· deepdives  · 10 min read

Building a Game Engine with WebGPU: Step-by-Step Guide

A practical, step-by-step tutorial that teaches you how to build a simple game engine with WebGPU. Learn initialization, WGSL shaders, buffer & texture management, scene structure, draw submission, and key optimizations that make your engine fast and maintainable.

A practical, step-by-step tutorial that teaches you how to build a simple game engine with WebGPU. Learn initialization, WGSL shaders, buffer & texture management, scene structure, draw submission, and key optimizations that make your engine fast and maintainable.

What you’ll build and why it matters

By the end of this guide you’ll have a small, modular game engine core that renders textured meshes with transform hierarchies, supports efficient per-frame updates, and uses WebGPU features and best practices to stay fast. You’ll understand how to manage GPU resources, design a rendering loop, write WGSL shaders, and apply optimizations like instancing, dynamic uniform offsets, and pipeline/bind-group reuse.

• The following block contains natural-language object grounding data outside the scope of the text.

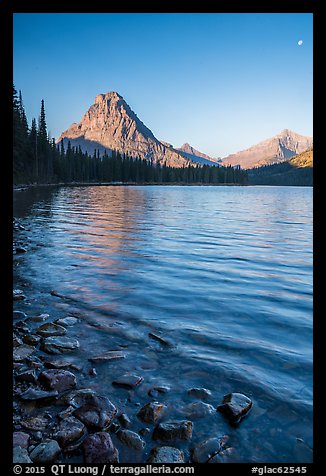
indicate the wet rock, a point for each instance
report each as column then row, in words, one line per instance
column 57, row 379
column 151, row 412
column 57, row 364
column 107, row 356
column 128, row 381
column 20, row 455
column 18, row 295
column 166, row 454
column 173, row 430
column 98, row 448
column 21, row 352
column 97, row 413
column 206, row 450
column 58, row 345
column 16, row 341
column 19, row 315
column 36, row 423
column 199, row 410
column 37, row 394
column 46, row 452
column 27, row 376
column 223, row 456
column 235, row 406
column 158, row 390
column 77, row 398
column 71, row 433
column 131, row 439
column 20, row 249
column 33, row 361
column 51, row 329
column 124, row 420
column 22, row 327
column 39, row 318
column 200, row 393
column 159, row 339
column 31, row 339
column 20, row 439
column 67, row 321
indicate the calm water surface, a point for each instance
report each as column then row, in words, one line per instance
column 222, row 273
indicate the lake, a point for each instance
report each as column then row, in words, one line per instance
column 222, row 274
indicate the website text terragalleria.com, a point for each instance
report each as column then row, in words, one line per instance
column 111, row 469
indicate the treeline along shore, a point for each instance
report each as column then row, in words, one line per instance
column 38, row 159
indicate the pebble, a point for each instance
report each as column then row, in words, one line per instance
column 50, row 329
column 128, row 381
column 70, row 432
column 151, row 412
column 67, row 321
column 124, row 420
column 20, row 439
column 107, row 356
column 171, row 430
column 20, row 455
column 166, row 454
column 57, row 379
column 200, row 393
column 199, row 410
column 235, row 406
column 46, row 452
column 37, row 394
column 131, row 439
column 58, row 345
column 22, row 351
column 98, row 448
column 27, row 376
column 36, row 423
column 206, row 450
column 97, row 413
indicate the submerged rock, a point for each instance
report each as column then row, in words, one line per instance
column 151, row 412
column 107, row 356
column 20, row 455
column 37, row 394
column 97, row 413
column 200, row 393
column 131, row 439
column 71, row 432
column 22, row 351
column 199, row 410
column 173, row 430
column 56, row 379
column 128, row 381
column 206, row 450
column 235, row 406
column 46, row 452
column 166, row 454
column 50, row 329
column 58, row 345
column 67, row 321
column 20, row 439
column 98, row 448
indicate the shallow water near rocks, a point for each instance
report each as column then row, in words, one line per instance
column 222, row 276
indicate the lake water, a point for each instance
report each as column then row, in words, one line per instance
column 224, row 274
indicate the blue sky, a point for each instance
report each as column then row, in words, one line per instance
column 221, row 82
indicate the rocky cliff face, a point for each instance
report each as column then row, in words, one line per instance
column 110, row 124
column 279, row 148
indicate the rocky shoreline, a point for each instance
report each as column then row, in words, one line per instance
column 57, row 418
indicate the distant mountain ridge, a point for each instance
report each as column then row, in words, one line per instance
column 110, row 124
column 277, row 149
column 197, row 156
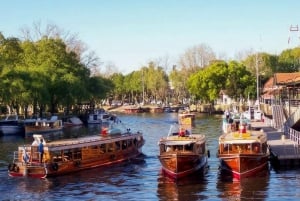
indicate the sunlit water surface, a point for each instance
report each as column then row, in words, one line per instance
column 141, row 179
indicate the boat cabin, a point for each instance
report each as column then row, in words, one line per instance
column 244, row 147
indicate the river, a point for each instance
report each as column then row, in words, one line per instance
column 141, row 179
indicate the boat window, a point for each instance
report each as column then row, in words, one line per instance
column 129, row 143
column 256, row 147
column 124, row 144
column 118, row 145
column 102, row 148
column 110, row 147
column 188, row 147
column 77, row 153
column 67, row 154
column 56, row 156
column 178, row 148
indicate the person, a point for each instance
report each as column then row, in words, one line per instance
column 41, row 150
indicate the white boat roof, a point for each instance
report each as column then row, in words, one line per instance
column 172, row 143
column 243, row 138
column 177, row 140
column 82, row 141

This is practical. You’ll get code snippets, architecture notes, and the reasoning behind each choice so you can adapt the engine to your own game.

Quick overview: the architecture we’ll implement

  • Device + context setup (WebGPU initialization)
  • Resource manager (buffers, textures, samplers, pipelines)
  • Scene/Entity storage (minimal transform graph + mesh references)
  • Renderer (encodes command buffers per frame, performs culling and batching)
  • Optimization layer (instancing, dynamic uniform offsets, staging uploads)

We’ll implement each piece incrementally. Read a section, copy the snippet, run it in a browser that supports WebGPU (see setup notes below), and then continue.

Prerequisites and environment

  • Use a modern Chrome/Edge or Safari Technology Preview with WebGPU enabled. See the MDN status and instructions: https://developer.mozilla.org/en-US/docs/Web/API/WebGPU_API
  • Basic JavaScript/TypeScript knowledge.
  • Familiarity with GPU concepts (buffers, shaders, pipeline states) helps but I’ll explain the essential parts.

Helpful references:

1) Initialize WebGPU: adapter, device, and canvas context

Start by requesting an adapter and a device and get the GPUCanvasContext from your canvas element.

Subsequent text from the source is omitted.